さらに別の例示的なコマンド又はインテントとしては、「次再生コマンド」を挙げることができ、このコマンドによって選択されたメディアコンテンツを、ゾーン内で次に再生されるようにキューの先頭に追加してもよい。このコマンドの例示的なシンタックスは「[メディア変数]を次に再生して」であってもよい。本明細書に記載の他の態様と同様に、ゾーン変数は任意のものであってもよい。

0172

コマンド又はインテントに関する別の例としては、「移動コマンド」又は「転送コマンド」を挙げることができ、このコマンドによって、現在再生中の音楽及び/又はゾーンの再生キューをあるゾーンから別のゾーンに移動又は転送してもよい。

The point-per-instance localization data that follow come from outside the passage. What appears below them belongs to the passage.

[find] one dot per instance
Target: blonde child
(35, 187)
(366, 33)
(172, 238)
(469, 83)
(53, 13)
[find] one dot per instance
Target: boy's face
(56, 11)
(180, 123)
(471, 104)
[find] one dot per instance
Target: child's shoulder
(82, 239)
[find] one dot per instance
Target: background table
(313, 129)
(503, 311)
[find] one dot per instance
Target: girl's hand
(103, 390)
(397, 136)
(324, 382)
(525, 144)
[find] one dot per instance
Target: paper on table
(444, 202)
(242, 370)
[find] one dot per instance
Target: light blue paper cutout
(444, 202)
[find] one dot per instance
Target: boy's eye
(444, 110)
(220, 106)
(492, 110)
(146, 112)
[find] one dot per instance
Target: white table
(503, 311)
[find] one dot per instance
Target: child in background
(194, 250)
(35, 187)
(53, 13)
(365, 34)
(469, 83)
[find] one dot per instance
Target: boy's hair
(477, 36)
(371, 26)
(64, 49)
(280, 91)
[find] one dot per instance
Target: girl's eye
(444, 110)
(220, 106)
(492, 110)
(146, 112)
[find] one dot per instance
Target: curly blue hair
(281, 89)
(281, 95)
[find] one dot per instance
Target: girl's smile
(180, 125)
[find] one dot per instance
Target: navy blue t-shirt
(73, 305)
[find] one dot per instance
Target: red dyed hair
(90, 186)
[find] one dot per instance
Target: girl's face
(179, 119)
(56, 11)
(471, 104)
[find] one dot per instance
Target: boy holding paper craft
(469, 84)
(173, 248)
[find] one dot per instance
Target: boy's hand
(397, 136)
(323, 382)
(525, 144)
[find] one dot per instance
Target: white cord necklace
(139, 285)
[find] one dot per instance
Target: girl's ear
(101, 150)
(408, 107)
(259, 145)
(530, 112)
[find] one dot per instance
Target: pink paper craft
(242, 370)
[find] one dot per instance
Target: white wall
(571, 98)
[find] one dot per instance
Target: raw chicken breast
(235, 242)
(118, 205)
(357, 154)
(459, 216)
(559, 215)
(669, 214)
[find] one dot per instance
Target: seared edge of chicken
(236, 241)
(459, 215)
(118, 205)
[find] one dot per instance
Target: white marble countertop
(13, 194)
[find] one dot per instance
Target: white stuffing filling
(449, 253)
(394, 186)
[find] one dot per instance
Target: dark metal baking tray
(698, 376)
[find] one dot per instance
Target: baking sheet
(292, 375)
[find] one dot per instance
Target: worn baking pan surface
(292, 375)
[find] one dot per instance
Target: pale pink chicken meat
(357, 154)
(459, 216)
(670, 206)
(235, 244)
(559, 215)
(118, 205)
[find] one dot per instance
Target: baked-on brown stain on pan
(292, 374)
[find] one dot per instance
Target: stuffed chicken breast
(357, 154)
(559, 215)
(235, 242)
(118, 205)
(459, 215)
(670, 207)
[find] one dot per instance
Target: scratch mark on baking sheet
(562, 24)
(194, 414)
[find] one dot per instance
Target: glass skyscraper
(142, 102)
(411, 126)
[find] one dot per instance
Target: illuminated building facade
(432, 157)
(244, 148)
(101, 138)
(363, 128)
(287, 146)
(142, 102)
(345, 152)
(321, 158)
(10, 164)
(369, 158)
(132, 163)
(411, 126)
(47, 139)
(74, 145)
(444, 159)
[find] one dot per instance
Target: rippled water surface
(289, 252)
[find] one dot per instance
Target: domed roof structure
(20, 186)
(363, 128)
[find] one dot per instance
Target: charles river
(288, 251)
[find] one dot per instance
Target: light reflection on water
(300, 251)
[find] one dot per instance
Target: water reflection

たとえば、ユーザは、「音楽を[ゾーン変数]に移動させて」という音声入力を発してもよく、ここで「移動」又は「転送」というコマンドワードは、再生状態を別のゾーンに移動させるインテントに対応していてもよい。

0173

本明細書に記載のコマンド及びインテントは例示のものであり、他のインテント又はコマンドも可能である。たとえば、本明細書に記載した、メディア再生システムを制御するために制御デバイス300を介して利用可能な制御の各々は、本システムを制御するために利用可能な対応するインテントを有していてもよい。たとえば、制御コマンドの名前はインテントに対応していてもよい。制御コマンドが1又は複数のメディアアイテムを含む場合、そのコマンドのシンタックスは1又は複数のメディア変数を含んでいてもよい。制御コマンドが1又は複数のゾーンを含む場合、そのコマンドのシンタックスは1又は複数のゾーン変数を含んでいてもよい。異なるインテントと共に使用される他の変数が存在していてもよい。

0174

メディア再生システムを制御するために制御デバイス300を介して利用可能な制御の例としては、トランスポート制御コマンドを挙げることができる。これらのコマンド又はインテントは現在再生中のメディアアイテムに関連しており、これらにはトランスポートコマンド(たとえば、停止、一時停止、スキップ、巻き戻し、早送り、前の曲に戻る、音量調整など)、又は現在再生中のメディアアイテムの保存、若しくは別の再生キュー或いはプレイリストへのこれの追加に関連するコマンドが含まれる。現在再生中のメディアアイテムに対して実行されるインテント又はアクションのシンタックスはより簡素であり、且つトランスポート制御の名前に対応していてもよい。たとえば、音楽再生を一時停止するインテント用の音声入力は、「一時停止」という音声入力であってもよい。

0175

様々なコマンドのシンタックスにおいては様々なタイプの変数を使用してもよい。メディア変数の場合、メディア変数は、ユーザが聴取又は再生を望むメディアコンテンツを音声入力を介して指定する可能性が高い、シンタックス内の変数又はスロットであってもよい。メディア変数は音楽に関連した特徴又は特性(たとえば、メディア変数のタイプ)であってもよく、これらはアルバム名、アーティスト名、曲名、プレイリスト名、カスタムプレイリスト名、ジャンル(たとえば、ポップ、クラシック、カントリー、ロック、R&Bなど)、雰囲気(たとえば、ロマンチックな、エクササイズ向けの、生産性を高めるなど)、音楽のテンポ(たとえば、アップビートスロー)、ラジオ局名、作曲者名、音楽の時代性(バロック、ロマン派、古典派、20世紀音楽など)、期間(たとえば、80年代、90年代)、プレイリストの作成者名、ランキング(たとえば、ベスト、トップ40)及び/又は他の音楽的識別に関する特徴を含むが、これらには限定されない。音楽変数は、ユーザアカウントのユーザが作成したカスタムプレイリスト名であり得るカスタム名、及び/又は他のカスタム名(たとえば、カスタム曲名、カスタムアルバム名、カスタムアーティスト名)を有していてもよい。